Style de peinture qui a pris son essor dans les années 60, le photoréalisme consiste à reproduire le plus fidèlement possible sur une toile la «réalité» perçue par un appareil photographique. La galerie de Bellefeuille a travaillé plus d'un an pour rassembler les oeuvres de 60 peintres photoréalistes parmi les meilleurs du monde.

Pour Louis K. Meisel, galeriste et marchand d'art new-yorkais fondateur du mouvement photoréaliste, les oeuvres photoréalistes «transcendent tout ce qui a été peint, en y ajoutant une sensibilité et un sentiment auxquels ne pourrait jamais prétendre la photo».

Il est vrai qu'on sort troublé de cette exposition, Au-delà du réel, réalisée grâce au désir tenace de Jacques Bellefeuille et à la passion du commissaire François Arès. En découvrant les oeuvres, on réalise que ce qui pourrait être considéré comme une copie obsessionnelle de la réalité est en fait l'expression d'un réel talent.

Même si les photoréalistes transfèrent sur la toile l'information photographique au moyen de procédés mécaniques et semi-mécaniques comme la projection ou la grille, chaque artiste a en fait son propre touché, équivalent à la liberté qu'il prend par rapport à la réalité.

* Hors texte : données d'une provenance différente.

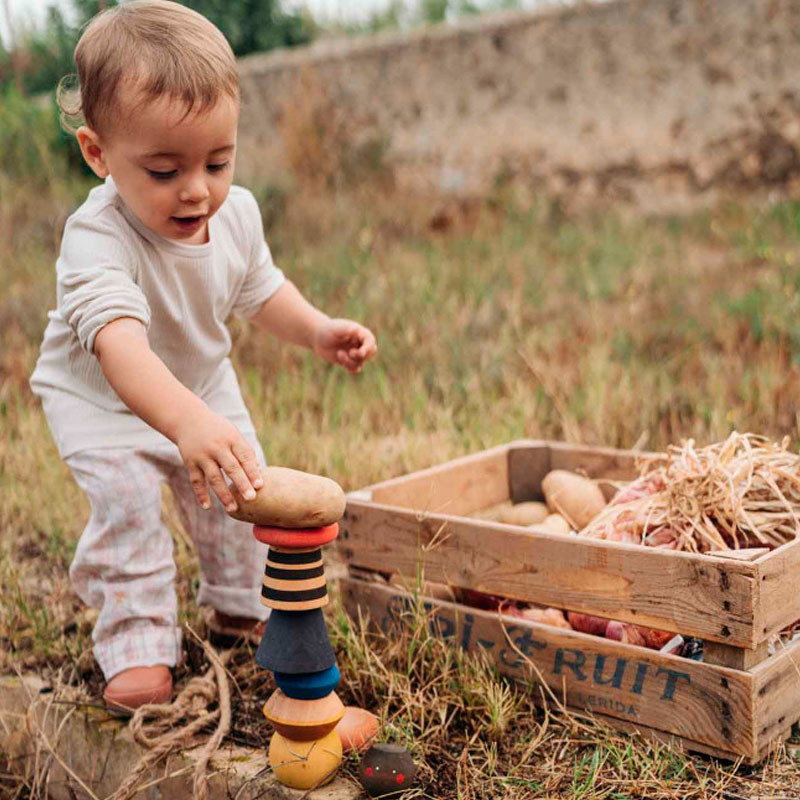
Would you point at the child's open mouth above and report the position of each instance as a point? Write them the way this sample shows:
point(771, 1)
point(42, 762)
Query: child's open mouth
point(189, 223)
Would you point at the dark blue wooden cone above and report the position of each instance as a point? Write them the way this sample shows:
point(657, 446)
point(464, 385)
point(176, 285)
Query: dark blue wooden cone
point(296, 641)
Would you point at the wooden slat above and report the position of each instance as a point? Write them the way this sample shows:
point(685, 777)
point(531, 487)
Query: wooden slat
point(596, 462)
point(455, 487)
point(691, 594)
point(734, 657)
point(703, 703)
point(530, 460)
point(747, 554)
point(777, 693)
point(778, 603)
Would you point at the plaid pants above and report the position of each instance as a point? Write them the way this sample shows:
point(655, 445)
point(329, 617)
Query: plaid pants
point(123, 564)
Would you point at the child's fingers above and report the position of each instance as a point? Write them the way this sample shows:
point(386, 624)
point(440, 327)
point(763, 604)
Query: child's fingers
point(220, 488)
point(249, 461)
point(198, 481)
point(238, 476)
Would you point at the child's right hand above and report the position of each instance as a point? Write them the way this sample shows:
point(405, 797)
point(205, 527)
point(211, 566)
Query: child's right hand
point(209, 445)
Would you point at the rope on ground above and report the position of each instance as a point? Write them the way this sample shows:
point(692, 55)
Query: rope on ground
point(164, 729)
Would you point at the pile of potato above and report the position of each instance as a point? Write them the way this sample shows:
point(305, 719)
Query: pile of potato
point(571, 502)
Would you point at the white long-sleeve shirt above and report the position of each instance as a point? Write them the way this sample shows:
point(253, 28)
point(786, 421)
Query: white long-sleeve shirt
point(112, 266)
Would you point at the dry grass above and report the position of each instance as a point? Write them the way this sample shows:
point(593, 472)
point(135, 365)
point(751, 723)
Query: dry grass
point(528, 323)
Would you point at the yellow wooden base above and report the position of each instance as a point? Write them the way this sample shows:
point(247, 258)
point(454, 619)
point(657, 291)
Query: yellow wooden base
point(305, 765)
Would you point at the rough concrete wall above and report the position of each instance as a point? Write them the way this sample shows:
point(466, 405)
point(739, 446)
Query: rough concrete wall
point(634, 97)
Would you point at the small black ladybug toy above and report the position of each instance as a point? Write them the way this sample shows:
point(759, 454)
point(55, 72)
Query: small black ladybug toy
point(387, 770)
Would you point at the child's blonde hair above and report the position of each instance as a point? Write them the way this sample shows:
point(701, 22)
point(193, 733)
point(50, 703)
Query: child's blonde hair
point(161, 48)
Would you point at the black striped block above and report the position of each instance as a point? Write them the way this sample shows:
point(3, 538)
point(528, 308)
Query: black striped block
point(294, 580)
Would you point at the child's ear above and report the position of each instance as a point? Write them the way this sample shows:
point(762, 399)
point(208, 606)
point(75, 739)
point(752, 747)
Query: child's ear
point(92, 151)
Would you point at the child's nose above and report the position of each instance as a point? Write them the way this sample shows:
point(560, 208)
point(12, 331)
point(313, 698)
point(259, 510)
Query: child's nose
point(194, 190)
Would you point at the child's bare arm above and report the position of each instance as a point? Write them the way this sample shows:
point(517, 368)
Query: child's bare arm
point(289, 316)
point(208, 443)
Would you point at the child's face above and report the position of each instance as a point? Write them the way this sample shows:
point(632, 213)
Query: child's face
point(172, 173)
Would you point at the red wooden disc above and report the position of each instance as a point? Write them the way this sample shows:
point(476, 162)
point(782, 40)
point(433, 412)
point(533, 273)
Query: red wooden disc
point(296, 537)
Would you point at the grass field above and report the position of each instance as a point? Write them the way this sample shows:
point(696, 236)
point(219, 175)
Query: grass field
point(514, 322)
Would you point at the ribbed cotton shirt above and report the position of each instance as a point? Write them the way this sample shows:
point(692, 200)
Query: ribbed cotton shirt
point(110, 266)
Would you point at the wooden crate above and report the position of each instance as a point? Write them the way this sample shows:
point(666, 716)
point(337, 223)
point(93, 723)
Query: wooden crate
point(738, 702)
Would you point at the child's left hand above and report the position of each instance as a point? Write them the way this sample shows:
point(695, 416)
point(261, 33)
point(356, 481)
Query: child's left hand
point(344, 342)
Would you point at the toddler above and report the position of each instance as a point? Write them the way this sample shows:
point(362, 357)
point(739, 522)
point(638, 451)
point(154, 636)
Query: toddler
point(134, 374)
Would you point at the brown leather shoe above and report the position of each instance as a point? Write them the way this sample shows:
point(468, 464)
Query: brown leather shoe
point(137, 686)
point(225, 630)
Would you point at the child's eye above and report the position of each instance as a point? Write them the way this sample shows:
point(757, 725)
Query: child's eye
point(162, 176)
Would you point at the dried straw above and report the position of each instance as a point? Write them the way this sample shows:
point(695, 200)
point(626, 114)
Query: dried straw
point(743, 492)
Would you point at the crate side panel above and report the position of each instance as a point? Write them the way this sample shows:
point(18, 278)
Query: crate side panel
point(528, 463)
point(456, 487)
point(779, 604)
point(777, 694)
point(696, 595)
point(707, 704)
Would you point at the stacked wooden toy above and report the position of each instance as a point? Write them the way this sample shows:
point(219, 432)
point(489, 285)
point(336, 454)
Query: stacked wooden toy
point(296, 514)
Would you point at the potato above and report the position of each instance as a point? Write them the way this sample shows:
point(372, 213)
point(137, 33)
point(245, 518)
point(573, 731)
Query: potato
point(576, 498)
point(554, 523)
point(547, 616)
point(291, 499)
point(526, 513)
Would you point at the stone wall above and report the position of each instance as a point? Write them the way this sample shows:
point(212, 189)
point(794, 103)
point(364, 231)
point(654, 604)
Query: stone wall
point(641, 99)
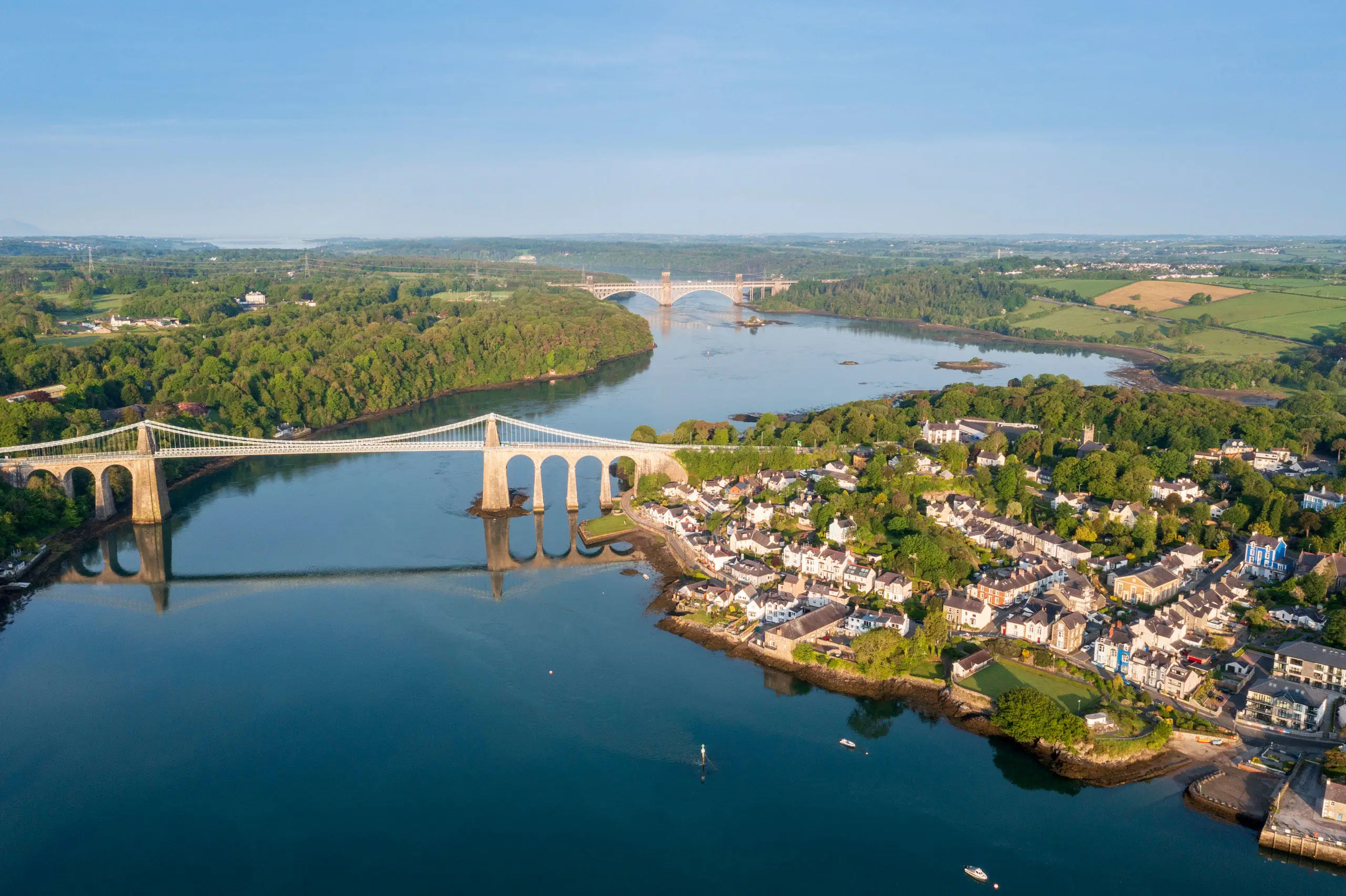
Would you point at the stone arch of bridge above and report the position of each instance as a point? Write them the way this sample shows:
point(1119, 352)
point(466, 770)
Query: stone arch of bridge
point(148, 486)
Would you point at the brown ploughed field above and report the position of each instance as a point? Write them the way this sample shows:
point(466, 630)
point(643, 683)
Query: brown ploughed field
point(1165, 295)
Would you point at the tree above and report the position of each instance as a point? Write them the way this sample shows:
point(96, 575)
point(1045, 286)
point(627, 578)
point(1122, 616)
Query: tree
point(955, 455)
point(1334, 631)
point(1309, 521)
point(936, 629)
point(1236, 516)
point(1314, 589)
point(1145, 532)
point(1029, 715)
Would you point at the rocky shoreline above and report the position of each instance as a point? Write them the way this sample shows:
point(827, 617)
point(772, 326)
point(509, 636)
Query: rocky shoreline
point(936, 698)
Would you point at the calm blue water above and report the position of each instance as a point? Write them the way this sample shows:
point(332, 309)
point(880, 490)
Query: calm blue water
point(326, 696)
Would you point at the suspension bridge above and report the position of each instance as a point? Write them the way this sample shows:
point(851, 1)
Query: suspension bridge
point(154, 551)
point(140, 450)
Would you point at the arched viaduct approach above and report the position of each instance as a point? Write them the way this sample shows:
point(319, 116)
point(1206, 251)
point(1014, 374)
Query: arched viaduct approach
point(667, 291)
point(154, 547)
point(142, 448)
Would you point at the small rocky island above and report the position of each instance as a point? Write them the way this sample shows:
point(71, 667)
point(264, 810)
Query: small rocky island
point(754, 322)
point(976, 365)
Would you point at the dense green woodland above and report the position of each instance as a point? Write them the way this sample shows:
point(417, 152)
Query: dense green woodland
point(362, 350)
point(934, 295)
point(366, 347)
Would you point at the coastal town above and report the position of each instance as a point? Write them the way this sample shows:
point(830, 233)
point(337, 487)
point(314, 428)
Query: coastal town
point(1209, 638)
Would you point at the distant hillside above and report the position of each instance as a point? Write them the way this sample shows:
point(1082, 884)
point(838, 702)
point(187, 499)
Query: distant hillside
point(11, 228)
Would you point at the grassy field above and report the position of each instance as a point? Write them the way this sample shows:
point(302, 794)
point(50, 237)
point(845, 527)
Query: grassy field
point(1252, 307)
point(1292, 284)
point(1077, 321)
point(606, 525)
point(73, 342)
point(999, 677)
point(1224, 345)
point(1081, 321)
point(1278, 314)
point(1304, 325)
point(103, 306)
point(1164, 295)
point(1087, 289)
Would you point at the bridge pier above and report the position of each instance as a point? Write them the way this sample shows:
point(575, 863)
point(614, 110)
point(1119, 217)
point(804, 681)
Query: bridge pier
point(573, 491)
point(148, 491)
point(494, 482)
point(539, 506)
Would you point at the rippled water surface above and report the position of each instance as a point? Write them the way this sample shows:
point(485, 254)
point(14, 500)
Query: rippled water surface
point(323, 676)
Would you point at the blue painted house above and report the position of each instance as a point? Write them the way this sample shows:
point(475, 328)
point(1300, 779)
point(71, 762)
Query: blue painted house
point(1265, 556)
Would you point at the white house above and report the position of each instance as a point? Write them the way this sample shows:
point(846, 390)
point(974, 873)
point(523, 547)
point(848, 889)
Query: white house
point(718, 556)
point(1185, 489)
point(1321, 500)
point(1299, 618)
point(842, 530)
point(893, 587)
point(758, 513)
point(937, 434)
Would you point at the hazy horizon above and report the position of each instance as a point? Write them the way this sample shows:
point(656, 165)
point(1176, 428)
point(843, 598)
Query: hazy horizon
point(672, 119)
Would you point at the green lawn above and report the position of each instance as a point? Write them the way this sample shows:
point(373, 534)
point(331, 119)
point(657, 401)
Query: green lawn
point(1304, 325)
point(1278, 314)
point(1087, 289)
point(1252, 307)
point(1001, 677)
point(103, 306)
point(73, 342)
point(1219, 345)
point(606, 525)
point(1225, 345)
point(1294, 284)
point(1077, 321)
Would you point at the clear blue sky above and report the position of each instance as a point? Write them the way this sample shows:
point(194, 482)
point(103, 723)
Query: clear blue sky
point(427, 119)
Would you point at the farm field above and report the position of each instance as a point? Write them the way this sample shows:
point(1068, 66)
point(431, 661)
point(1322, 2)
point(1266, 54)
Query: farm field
point(72, 342)
point(1077, 321)
point(1164, 295)
point(1001, 677)
point(103, 306)
point(1253, 306)
point(1217, 345)
point(1277, 314)
point(1087, 289)
point(1292, 284)
point(1227, 345)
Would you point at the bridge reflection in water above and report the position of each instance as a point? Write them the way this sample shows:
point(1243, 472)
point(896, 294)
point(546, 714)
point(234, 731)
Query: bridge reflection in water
point(154, 545)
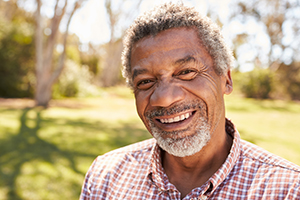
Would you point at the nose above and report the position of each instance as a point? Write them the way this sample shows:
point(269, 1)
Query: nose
point(165, 94)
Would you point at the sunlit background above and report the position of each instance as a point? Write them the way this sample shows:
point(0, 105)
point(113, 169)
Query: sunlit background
point(63, 100)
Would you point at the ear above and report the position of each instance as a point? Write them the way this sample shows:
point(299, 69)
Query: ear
point(228, 84)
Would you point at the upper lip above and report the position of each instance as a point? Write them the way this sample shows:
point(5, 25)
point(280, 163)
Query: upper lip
point(175, 118)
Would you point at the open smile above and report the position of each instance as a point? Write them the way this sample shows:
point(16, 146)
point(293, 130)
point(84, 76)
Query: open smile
point(178, 118)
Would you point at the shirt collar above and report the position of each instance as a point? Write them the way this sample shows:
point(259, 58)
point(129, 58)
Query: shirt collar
point(158, 176)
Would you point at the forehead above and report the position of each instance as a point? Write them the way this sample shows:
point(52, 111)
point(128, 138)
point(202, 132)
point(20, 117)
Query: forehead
point(175, 43)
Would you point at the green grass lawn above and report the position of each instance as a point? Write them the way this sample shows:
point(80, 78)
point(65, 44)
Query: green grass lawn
point(44, 154)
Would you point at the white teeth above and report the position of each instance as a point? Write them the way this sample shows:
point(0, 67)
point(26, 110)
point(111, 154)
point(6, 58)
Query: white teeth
point(176, 119)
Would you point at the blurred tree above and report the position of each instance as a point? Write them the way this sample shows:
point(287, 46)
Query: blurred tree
point(117, 15)
point(46, 73)
point(280, 22)
point(16, 51)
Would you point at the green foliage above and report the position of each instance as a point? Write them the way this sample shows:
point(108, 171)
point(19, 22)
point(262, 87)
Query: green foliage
point(255, 84)
point(288, 81)
point(17, 57)
point(44, 154)
point(75, 81)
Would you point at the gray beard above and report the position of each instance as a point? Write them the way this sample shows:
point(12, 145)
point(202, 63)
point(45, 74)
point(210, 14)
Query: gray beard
point(188, 145)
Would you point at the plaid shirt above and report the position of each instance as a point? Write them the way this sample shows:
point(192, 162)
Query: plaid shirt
point(135, 172)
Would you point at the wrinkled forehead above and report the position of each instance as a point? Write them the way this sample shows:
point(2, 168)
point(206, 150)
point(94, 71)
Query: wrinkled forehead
point(175, 39)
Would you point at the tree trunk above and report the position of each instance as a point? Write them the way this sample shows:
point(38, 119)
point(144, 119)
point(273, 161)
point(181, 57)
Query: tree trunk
point(45, 75)
point(112, 65)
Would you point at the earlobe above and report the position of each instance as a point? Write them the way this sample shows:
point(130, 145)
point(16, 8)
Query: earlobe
point(228, 86)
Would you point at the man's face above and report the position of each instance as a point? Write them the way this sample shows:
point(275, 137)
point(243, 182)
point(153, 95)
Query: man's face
point(179, 97)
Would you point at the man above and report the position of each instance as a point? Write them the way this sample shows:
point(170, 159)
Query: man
point(179, 69)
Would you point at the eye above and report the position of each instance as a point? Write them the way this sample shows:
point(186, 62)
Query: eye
point(145, 84)
point(187, 74)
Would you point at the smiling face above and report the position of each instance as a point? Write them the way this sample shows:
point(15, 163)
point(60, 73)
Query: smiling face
point(179, 96)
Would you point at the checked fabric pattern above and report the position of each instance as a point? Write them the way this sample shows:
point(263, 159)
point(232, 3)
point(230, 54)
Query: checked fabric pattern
point(135, 172)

Certains vont même aller plus loin que la réalité grâce à l'utilisation de caméras de 36 mégapixels, qui révèlent des détails qu'on ne pourrait percevoir avec l'oeil, d'où l'expression d'hyperréalisme. C'est le cas de l'Italien Roberto Bernardi, un des jeunes maîtres du photoréalisme, avec ses bonbons (l'oeuvre Tramonto) plus vrais que nature.

Les reflets du bocal et les détails des emballages de plastique sont exécutés avec un rendu si parfait qu'on se rend compte que c'est de la peinture seulement quand on regarde de près. Et encore...

»Maîtres techniciens»

Sa conjointe, Raphaella Spence, est également photoréaliste. Sa toile d'une vue de Venise, Il Canale di San Marco, est magnifique de précision. Tout comme celle du Britannique Tom Martin, Contemplation, avec un très beau nu de femme coincée entre une barre Crunch et une d'Aero. Comme le Panettone de Luigi Benedicenti ou comme le Bayard Street du Français Bertrand Meniel, une scène de rue nocturne avec un grand souci du détail: mégots de cigarettes minuscules au sol, reflets dans les carrosseries des autos.

«Ce sont des maîtres techniciens de la peinture, dit François Arès. Un tableau comme celui-ci peut prendre trois mois de travail.»

Pour d'autres oeuvres, les artistes laissent plus d'ambigüité sur la toile. On s'éloigne de l'image parfaite, on glisse vers l'interprétation. C'est le cas par exemple du Néerlandais Tjalf Sparnaay, spécialisé dans la représentation d'aliments. Son oeuf au plat est magnifique, très réaliste, alors que son cheeseburger l'est beaucoup moins.

Des photoréalistes d'aujourd'hui peignent aussi avec un style d'hier, comme les frères Mark et Drew Goings, qui réalisent des peintures à partir de photos anciennes. À l'inverse, il y a une touche d'art actuel chez d'autres photoréalistes comme dans The White Dress # 4 du Torontois Shaun Downey où le portrait d'une jeune fille est situé dans un décor géométrique contemporain.

Dans cette exposition organisée conjointement avec quatre galeries new-yorkaises et la Plus One Gallery de Londres, quelques Québécois sont présents, notamment Jason de Graaf, Florence April, Paul Béliveau et Andrew Pink, qui a réalisé une splendide descente d'escaliers mécaniques.

Enfin, deux merveilles à découvrir, les sculptures de Randall Rosenthal réalisées dans des blocs de pin blanc. Son «carton» rempli de billets de banque et son cahier à anneaux de collectionneur de cartes de baseball sont tout simplement exceptionnels de réalisme. À l'image de cette exposition.

Au-delà du réel, galerie de Bellefeuille, jusqu'au 2 octobre.